Application Communication Graph, ACG, G = G(A, M) is a directed graph, where each vertex  $a_i$  corresponds to one application, and each directed edge  $m_{i,j}$  corresponds to the communication from  $a_i$  to  $a_j$ .  $V(m_{i,j})$  denotes the communication volume (bits) from  $a_i$  to  $a_j$ .  $bw(m_{i,j})$  stands for the minimum bandwidth (bits/sec.) that the underlying communication architecture should provide.

The formulation of the problem of dynamic communication energy consumption minimization can be done as one to one mapping of applications to cores: Given a CRG and an ACG that satisfies condition in Eq.2:

$$size(ACG) \le size(CRG)$$
 (2)

Deriving a one to one mapping relation bmap() from ACG to CRG which reduces:

minimize 
$$\left\{ Energy = \sum_{\forall m_{i,j}} V(m_{i,j}) \times e\left(p_{bmap}\left(a_{i}\right), bmap\left(a_{j}\right)\right) \right\}$$
(3)

Such that:

$$\forall \text{ link } l_k, \text{Bw}(l_k) \ge \sum_{\forall i, j, a_i, a_j \in M} \text{bw}(m_{i,j}) \times \text{is\_link}\left(l_k, p_{\text{bmap}}_{(a_i), \text{bmap}}_{(a_j)}\right) (4)$$

Where Bw(I<sub>k</sub>) is the link I<sub>k</sub>'s bandwidth and is\_link() returns true (i.e. 1) if I<sub>k</sub> is one of the link in the group of links that form the routing path  $p_{bmap}(a_i), bmap(a_j)$  otherwise it returns false (i.e. 0).

© 2013 Global Journals Inc. (US)

Eq. (4) assures that the traffic load on any link will not go beyond its allocated bandwidth.

#### b) Branch and Bound Heuristic for 3D Mesh NoC

The proposed branch-and bound heuristic moves through the search tree.
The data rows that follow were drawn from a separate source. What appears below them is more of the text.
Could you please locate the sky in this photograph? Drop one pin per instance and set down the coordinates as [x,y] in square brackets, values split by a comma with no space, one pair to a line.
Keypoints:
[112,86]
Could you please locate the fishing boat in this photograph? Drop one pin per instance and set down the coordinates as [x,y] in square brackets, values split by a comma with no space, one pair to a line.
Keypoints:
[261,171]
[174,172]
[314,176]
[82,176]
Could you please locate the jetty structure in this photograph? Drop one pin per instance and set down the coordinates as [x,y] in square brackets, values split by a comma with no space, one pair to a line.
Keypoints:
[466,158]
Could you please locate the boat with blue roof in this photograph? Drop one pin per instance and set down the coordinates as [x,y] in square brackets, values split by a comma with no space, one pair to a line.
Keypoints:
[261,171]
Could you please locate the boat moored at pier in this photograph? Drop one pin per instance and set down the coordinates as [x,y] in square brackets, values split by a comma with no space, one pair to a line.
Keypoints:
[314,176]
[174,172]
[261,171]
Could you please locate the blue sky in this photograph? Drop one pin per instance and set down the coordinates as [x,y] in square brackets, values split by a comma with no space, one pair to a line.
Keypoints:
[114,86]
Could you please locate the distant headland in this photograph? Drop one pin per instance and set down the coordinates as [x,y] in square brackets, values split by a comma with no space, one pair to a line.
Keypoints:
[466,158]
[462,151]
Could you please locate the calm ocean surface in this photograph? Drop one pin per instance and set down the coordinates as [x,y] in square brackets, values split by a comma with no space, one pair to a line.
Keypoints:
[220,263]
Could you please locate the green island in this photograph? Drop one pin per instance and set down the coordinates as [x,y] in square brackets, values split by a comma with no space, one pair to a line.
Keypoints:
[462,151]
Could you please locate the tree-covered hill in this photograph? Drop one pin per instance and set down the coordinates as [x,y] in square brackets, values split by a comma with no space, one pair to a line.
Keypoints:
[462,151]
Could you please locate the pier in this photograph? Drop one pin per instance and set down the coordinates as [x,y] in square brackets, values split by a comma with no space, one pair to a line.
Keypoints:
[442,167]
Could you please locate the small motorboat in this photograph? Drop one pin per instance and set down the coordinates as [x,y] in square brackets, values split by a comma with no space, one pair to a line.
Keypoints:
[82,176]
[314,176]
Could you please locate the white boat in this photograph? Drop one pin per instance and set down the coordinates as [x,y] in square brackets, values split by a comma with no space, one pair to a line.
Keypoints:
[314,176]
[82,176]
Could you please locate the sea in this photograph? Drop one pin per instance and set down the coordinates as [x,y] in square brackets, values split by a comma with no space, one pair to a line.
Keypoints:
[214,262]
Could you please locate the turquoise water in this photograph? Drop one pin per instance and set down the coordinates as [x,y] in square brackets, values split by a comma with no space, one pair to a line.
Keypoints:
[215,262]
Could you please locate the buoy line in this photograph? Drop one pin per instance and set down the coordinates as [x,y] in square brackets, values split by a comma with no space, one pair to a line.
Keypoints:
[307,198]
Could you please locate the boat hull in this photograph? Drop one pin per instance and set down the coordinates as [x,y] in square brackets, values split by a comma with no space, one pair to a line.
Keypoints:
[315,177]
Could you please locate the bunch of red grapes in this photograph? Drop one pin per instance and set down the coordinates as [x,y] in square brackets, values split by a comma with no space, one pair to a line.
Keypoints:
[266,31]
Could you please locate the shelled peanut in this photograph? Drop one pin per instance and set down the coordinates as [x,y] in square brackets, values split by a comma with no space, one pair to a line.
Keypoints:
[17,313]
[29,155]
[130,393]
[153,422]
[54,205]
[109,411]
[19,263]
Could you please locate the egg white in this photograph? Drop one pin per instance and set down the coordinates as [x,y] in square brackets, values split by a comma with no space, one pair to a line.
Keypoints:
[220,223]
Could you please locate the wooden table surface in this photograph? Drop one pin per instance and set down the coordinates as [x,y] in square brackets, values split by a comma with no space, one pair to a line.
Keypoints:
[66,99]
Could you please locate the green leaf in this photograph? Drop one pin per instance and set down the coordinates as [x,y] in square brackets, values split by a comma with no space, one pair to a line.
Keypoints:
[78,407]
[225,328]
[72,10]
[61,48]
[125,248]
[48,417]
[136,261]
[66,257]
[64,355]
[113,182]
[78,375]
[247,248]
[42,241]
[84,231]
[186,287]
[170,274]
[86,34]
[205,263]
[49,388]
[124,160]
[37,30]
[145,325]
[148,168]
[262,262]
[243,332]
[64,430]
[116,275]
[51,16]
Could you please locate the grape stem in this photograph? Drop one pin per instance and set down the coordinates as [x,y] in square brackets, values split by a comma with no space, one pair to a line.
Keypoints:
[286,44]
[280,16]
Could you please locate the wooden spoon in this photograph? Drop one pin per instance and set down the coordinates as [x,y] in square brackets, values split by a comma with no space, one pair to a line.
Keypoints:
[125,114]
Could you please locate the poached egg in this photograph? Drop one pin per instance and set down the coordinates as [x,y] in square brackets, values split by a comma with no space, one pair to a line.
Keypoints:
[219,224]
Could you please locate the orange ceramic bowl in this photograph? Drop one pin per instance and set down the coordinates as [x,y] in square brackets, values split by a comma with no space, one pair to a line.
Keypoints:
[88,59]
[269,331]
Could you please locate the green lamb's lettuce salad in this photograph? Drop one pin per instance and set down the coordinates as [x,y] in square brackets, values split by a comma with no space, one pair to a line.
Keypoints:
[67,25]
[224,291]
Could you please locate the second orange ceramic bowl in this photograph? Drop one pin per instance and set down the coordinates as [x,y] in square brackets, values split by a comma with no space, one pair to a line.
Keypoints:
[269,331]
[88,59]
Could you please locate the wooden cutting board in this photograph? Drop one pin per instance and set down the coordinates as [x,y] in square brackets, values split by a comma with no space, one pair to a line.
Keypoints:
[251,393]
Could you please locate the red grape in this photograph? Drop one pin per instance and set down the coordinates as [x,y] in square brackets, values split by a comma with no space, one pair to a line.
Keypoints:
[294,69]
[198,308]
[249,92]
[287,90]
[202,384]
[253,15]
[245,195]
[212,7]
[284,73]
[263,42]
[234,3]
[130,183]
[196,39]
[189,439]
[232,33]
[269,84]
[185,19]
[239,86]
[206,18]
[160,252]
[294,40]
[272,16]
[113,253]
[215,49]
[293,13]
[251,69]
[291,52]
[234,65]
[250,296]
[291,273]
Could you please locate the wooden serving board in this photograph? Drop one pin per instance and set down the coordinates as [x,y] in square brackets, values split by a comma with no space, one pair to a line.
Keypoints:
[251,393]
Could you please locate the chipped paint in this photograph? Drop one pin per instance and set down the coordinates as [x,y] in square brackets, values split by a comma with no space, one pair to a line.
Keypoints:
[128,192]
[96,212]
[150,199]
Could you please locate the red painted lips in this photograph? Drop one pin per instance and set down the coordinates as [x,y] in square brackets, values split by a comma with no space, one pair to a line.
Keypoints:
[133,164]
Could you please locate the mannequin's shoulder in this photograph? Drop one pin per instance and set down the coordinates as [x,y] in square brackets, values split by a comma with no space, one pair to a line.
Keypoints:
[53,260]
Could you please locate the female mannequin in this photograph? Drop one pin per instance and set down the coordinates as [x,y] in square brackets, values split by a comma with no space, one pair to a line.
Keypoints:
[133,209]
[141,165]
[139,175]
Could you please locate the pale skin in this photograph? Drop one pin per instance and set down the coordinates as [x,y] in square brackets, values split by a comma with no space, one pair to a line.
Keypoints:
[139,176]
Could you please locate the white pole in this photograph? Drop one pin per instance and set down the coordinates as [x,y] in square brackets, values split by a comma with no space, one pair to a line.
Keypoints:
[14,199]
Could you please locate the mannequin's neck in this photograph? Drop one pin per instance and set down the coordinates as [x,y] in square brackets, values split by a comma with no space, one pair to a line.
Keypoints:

This search tree corresponds to the solution space as shown below in Fig. 2 to find an optimal mapping which has the least communication cost.



*Figure 2*: Search tree example for mapping eight applications onto  $2 \times 2 \times 2$  NoC architecture

Every node except root node is assigned a label. For example, node 547xxxxx represents an internal node where Application number  $A_0$ ,  $A_1$  and  $A_2$  of ACG are mapped on Core<sub>5</sub>, Core<sub>4</sub> and Core<sub>7</sub> of CRG respectively, whereas application number  $A_3$  to  $A_7$  of ACG are still unmapped.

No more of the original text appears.